5. Metadata Enricher
Questo agente nasce a seguito di una mia fissazione recente (di cui tornerò a parlare): il tagging dei contenuti web tramite i metadati strutturati di schema.org, che dovrebbe aiutare i motori di ricerca (e in teoria anche gli LLM, ma su questo c’è dibattito) a comprendere meglio il contesto dei contenuti, evitando quindi allucinazioni date da scarsa chiarezza semantica. L’agente inietta i dati strutturati schema.org nel frontmatter, e con la build, questi tag vengono inseriti in formato JSON-LD nell’head dell’HTML.
6. Github Publisher
Committa (eh, I know…) il nuovo articolo - comprensivo di cover e eventuali grafici - su un branch dedicato, e poi effettua il push sul remoto GitHub (origin) aprendo una PR, lasciando (e questo è fondamentale) la revisione finale e il merge allo stadio successivo.
7. PR Reviewer
Usando lo stesso meccanismo della code review, il PR Reviewer si occupa di fare una vera e propria revisione del testo: esegue il fact-checking e la revisione di qualità finale della PR dell’articolo (mi è già capitato che abbia corretto quote non verificate e non attribuibili), controlla il blocco dei dati strutturati, “guarda” (incredibile eh) immagini e grafici per verificare che siano ben fatti, e alla fine esegue il merge, ma solo se la revisione viene superata.

nuovo-articolo e sorveglia tutto il processo, e qui a fianco è visibile la struttura finale dei file. Per far partire tutta l’orchestra è sufficiente usare in Claude Code il comando /nuovo-articolo [categoria opzionale]. Notare il file settings-local in cui vengono definiti in formato JSON tutta una serie di abilitazioni, blocchi di sicurezza e altre impostazioni che guidano l’orchestrazione.

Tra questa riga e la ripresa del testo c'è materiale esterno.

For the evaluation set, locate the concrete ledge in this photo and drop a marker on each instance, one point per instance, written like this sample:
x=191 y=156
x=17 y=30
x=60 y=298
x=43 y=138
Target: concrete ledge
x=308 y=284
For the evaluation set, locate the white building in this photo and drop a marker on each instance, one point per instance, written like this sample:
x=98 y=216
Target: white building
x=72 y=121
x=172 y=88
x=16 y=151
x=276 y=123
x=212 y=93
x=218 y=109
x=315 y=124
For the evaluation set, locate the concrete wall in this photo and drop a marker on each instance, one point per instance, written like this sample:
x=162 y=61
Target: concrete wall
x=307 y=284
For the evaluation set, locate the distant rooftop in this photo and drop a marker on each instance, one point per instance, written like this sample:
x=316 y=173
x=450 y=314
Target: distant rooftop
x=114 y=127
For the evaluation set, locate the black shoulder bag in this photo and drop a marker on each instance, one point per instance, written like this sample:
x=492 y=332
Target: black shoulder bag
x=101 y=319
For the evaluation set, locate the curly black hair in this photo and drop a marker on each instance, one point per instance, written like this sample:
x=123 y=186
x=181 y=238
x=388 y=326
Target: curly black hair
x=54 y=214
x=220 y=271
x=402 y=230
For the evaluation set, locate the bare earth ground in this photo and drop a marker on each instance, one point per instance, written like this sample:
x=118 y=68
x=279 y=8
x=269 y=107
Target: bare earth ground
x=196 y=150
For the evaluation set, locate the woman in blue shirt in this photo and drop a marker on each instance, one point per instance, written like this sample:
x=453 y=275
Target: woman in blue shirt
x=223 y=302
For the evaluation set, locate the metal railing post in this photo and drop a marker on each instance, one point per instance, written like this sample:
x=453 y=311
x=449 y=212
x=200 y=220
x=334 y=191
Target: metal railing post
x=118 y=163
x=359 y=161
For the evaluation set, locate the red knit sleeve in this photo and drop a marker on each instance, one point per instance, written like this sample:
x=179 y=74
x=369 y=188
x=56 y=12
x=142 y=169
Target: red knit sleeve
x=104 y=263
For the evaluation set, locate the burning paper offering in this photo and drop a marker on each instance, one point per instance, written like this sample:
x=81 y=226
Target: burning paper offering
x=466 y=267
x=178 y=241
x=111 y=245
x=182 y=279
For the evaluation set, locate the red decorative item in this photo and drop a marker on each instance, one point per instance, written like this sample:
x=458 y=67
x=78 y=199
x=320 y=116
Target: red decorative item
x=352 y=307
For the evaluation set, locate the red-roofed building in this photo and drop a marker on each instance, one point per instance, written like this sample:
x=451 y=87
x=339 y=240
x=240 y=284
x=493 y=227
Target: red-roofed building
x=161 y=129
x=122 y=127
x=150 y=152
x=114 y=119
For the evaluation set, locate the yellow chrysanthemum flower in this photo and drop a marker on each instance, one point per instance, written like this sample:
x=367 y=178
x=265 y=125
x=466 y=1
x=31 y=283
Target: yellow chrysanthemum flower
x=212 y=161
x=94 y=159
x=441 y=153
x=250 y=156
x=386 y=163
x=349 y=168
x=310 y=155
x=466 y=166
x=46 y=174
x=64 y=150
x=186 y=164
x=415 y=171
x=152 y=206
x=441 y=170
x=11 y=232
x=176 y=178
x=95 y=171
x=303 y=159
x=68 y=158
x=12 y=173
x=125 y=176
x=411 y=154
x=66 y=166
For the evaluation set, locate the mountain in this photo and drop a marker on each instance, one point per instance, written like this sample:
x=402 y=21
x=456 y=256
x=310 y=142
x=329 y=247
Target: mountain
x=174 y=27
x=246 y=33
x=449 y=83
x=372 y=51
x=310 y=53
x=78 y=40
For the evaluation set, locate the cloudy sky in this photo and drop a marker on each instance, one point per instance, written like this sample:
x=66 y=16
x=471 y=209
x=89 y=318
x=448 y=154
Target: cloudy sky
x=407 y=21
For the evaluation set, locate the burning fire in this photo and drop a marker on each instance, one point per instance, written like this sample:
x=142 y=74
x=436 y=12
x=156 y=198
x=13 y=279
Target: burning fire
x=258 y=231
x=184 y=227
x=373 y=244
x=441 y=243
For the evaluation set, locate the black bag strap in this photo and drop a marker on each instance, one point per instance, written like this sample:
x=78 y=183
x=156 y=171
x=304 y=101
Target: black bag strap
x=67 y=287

Automatizzare o sorvegliare il processo?
Mi intrigava molto l’idea di lasciar fare gli agenti da soli, e ho provato a impostare una routine attivata da un comando /schedule in Claude Code, che funziona anche a computer spento perché si scarica un clone dal repo remoto, con l’idea di generare un nuovo articolo automaticamente ogni due giorni. La prima cosa che ho dovuto fare è stata garantire nei settings tutta una serie di autorizzazioni per procedere con comandi e operazioni sui file direttamente sul computer, perché ovviamente non si dà per scontato di default che qualunque intervento sul file system sia gradito. Poi ho dovuto ricostruire nell’ambiente remoto tutte le variabili d’ambiente settate in locale (API key soprattutto). Alla fine funziona, e anche bene, ma spesso e volentieri si inceppa per un bug noto per cui Claude Code blocca l’accesso a domini esterni nonostante l’impostazione “All domains” nell’allow-list.
C’è poi da dire un’altra cosa: il processo non deve essere frequentissimo, non dura più di 10/15 minuti ed è comunque gradevole seguirlo mentre ti bevi un caffè. Mo’ va bene l’automazione ma insomma, val la pena almeno stare lì a godersi lo spettacolo e intervenire con un paio di pigre pressioni del tasto Enter quando Claude ci fa una domanda.
Piuttosto, sto pensando a delle routine di link checking e di verifica delle fonti da schedulare indipendentemente dalla creazione degli articoli. Ma vedremo!